Calendarization of Balance Sheet?

Hey guys, I am currently working on consolidating two companies' balance sheets. Company A's balance sheet ends on March 31st, and Company B's balance sheet ends on April 30th. Should I just add them up together and make a foot note of the different dates? Calenderization of a Balance Sheet doesn't make sense to me as it is a snapshot of the financials at a certain period of time, unlike the Income Statement.

8 Comments
 

Parent's (Company A) fiscal ends on 3/31. Company B's fiscal year ends on 4/30. Company B doesn't have any balance sheet data that ends on 3/31. Should I just add up the 3/31 and 4/30 balance sheets?

 

Depending on the industries the companies are in I'd imagine seasonality doesn't really make much of an impact in March / April.

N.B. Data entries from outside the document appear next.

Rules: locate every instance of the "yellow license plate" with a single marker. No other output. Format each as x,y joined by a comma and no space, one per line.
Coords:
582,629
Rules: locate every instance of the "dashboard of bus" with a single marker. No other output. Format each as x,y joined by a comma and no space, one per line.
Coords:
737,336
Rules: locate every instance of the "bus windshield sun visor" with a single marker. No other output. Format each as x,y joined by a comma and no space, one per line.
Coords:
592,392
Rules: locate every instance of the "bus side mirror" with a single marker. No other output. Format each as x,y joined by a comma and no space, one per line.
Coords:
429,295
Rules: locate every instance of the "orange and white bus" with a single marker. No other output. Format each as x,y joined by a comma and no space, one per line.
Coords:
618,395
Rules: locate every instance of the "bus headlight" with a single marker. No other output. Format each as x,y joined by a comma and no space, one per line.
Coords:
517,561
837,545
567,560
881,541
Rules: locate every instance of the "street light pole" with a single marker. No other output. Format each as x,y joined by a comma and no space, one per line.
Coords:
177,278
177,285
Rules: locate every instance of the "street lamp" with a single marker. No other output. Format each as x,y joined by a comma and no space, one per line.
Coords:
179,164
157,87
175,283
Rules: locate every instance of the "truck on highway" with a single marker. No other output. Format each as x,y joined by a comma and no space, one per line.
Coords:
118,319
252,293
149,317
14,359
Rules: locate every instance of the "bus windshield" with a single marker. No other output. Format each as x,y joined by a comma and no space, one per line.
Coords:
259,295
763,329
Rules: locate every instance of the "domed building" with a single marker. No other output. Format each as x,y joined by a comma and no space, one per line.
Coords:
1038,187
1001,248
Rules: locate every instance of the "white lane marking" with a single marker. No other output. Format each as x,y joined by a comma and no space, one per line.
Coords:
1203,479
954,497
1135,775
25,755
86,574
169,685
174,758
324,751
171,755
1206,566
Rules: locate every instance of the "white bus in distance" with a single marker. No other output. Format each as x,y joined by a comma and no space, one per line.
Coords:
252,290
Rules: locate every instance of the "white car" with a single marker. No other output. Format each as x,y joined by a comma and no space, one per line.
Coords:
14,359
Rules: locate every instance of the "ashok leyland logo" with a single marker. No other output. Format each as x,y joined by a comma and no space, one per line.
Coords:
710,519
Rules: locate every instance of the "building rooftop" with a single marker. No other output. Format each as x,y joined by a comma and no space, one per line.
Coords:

Perhaps there's some flux due to 1Q / 2Q differences but in my experience most seasonality differences are seen winter vs summer / in-season vs off-season (travel / hospitality) / 3Q v 4Q (holiday / Christmas travel and general spend).

Agreed though if there's nothing more to work with you can just combine them.

 

Interested in hearing views on this. I have the same issue in merger modelling where fiscal period ends do not align for the balance sheet. What are you supposed to do because ideally the balance sheets should be at the same point in time?